Inevitably, there are some limitations to a study of this nature, particularly one executed in such a short time frame. It is recognised that the data reported in this study have the potential to be subject to reporting bias, data entry error, and indeed, some decisions made early in the COVID-19 ‘alert level 4’ may have been subject to change particularly as the peak of the pandemic subsided. It is also appreciated that the study did not include all units in the United Kingdom, and not all participating units were able to collect data on consecutive patients within the study period, by the study deadline. Nevertheless, this still remains a representative national picture of the impact of the COVID-19 pandemic on breast cancer treatment in the United Kingdom.
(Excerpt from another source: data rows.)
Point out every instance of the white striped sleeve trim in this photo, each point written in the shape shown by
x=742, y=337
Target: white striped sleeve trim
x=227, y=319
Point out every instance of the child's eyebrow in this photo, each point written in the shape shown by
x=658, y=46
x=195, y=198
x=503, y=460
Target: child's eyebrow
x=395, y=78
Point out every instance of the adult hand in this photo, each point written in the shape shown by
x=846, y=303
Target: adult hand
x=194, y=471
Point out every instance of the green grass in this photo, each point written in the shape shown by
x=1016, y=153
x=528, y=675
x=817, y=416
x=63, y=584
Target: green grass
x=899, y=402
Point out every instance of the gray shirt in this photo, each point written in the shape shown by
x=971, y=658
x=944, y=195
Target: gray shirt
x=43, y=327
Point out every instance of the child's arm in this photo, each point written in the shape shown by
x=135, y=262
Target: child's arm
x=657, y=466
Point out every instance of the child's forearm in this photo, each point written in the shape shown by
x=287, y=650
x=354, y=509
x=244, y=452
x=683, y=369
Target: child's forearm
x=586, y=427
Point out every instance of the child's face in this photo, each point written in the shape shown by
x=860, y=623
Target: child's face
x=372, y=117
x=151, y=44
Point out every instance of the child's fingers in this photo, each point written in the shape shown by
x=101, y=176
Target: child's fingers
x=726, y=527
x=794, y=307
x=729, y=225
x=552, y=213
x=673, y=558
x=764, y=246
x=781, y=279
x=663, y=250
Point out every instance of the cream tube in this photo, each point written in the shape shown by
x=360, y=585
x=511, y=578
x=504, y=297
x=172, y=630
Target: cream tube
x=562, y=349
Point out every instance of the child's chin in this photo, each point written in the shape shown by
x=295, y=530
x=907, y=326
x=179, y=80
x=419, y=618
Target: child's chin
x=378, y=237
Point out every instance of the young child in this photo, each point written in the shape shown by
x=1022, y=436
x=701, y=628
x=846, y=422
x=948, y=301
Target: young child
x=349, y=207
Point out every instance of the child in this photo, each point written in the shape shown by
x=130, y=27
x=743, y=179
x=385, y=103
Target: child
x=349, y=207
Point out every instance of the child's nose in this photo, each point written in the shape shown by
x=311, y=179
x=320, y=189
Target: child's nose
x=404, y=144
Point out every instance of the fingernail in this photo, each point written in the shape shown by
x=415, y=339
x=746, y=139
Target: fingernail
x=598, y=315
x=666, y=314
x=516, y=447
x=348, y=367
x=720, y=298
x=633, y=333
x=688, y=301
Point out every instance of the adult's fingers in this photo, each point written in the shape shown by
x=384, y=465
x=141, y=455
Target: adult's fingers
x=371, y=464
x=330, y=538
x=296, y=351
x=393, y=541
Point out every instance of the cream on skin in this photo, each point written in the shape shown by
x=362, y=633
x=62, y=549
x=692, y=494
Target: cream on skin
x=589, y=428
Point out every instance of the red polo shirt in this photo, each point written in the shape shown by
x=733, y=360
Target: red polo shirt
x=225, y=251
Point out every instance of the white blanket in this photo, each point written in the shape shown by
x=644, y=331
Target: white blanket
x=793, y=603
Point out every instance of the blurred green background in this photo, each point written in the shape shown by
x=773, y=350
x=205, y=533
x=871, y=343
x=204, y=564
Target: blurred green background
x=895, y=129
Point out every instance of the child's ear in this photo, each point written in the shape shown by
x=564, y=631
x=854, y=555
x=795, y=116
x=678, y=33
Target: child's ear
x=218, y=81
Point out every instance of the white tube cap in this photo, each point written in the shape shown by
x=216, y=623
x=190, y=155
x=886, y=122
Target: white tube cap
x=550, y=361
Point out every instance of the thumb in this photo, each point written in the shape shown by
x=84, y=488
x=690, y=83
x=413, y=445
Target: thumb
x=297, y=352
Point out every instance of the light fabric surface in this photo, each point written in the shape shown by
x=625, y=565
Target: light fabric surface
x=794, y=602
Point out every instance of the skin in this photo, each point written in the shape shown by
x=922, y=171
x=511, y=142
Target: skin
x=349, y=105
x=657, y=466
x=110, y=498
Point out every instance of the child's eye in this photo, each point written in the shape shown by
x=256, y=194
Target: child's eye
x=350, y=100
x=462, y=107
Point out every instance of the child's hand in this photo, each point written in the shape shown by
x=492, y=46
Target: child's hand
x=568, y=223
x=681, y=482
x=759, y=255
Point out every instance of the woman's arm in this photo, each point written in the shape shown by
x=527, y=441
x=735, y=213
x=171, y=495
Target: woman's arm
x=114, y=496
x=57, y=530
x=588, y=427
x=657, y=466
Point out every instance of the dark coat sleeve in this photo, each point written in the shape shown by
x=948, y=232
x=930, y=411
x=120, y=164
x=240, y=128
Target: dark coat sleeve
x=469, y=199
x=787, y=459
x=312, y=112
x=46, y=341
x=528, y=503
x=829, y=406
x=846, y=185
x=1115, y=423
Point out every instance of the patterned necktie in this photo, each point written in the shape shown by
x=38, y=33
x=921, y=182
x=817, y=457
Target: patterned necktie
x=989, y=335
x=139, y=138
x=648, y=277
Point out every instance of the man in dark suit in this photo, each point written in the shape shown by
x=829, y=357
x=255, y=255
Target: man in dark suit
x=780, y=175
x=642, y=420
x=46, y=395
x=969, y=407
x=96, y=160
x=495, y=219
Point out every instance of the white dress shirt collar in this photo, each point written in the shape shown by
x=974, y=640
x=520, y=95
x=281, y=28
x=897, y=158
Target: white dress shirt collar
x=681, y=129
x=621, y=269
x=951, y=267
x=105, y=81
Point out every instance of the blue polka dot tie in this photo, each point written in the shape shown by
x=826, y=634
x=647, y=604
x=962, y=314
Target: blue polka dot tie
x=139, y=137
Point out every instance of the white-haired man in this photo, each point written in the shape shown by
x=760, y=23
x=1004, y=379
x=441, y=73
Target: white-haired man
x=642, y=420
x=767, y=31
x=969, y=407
Clinical research is a key component of high-quality breast cancer care. In the year 2018/19, over 9000 patients were recruited to breast cancer clinical trials (National Cancer Research Institute Annual Report 18/19). However, the pandemic has resulted in the suspension of many clinical trials, with the redeployment of cancer research staff to allow prioritisation of COVID-19 studies. Across all cancer sites, only 31% of cancer trials continued as planned during the pandemic (National Institute for Health Research (NIHR), personal communication, unpublished data). Although the NIHR has now published a framework for restarting clinical research, recovery of trial recruitment is slow. This has implications for patients in accessing trials and novel treatments, and for researchers to deliver studies to time and target. The extent of this impact on the UK breast cancer clinical research portfolio, however, remains to be elucidated.

Our study has described the extent of changes (and key cost implications) in the management of breast cancer in the United Kingdom during the COVID-19 pandemic on a patient and population-based level, as a response to timely and feasible guidance that was largely followed at a time of national crisis. Appraisal of these changes will guide the evaluation of the impact of the pandemic on immediate patient outcomes and the degree to which breast cancer management has been affected in routine clinical practice. This will assist with planning of service delivery once routine breast cancer management resumes and in the event of a further pandemic. There are significant implications for the COVID-19 ‘recovery’ phase with patients on endocrine therapy requiring cancer resection, and those denied IBR awaiting delayed breast reconstruction. Anticipating the recommencement of breast screening, this delayed (or postponed) activity is likely to overstretch breast surgical services. In the long term, we will have the opportunity to assess the impact of treatment alterations on the rate of disease recurrence and overall patient survival, QoL and the impact of these management decisions on the service and health economics.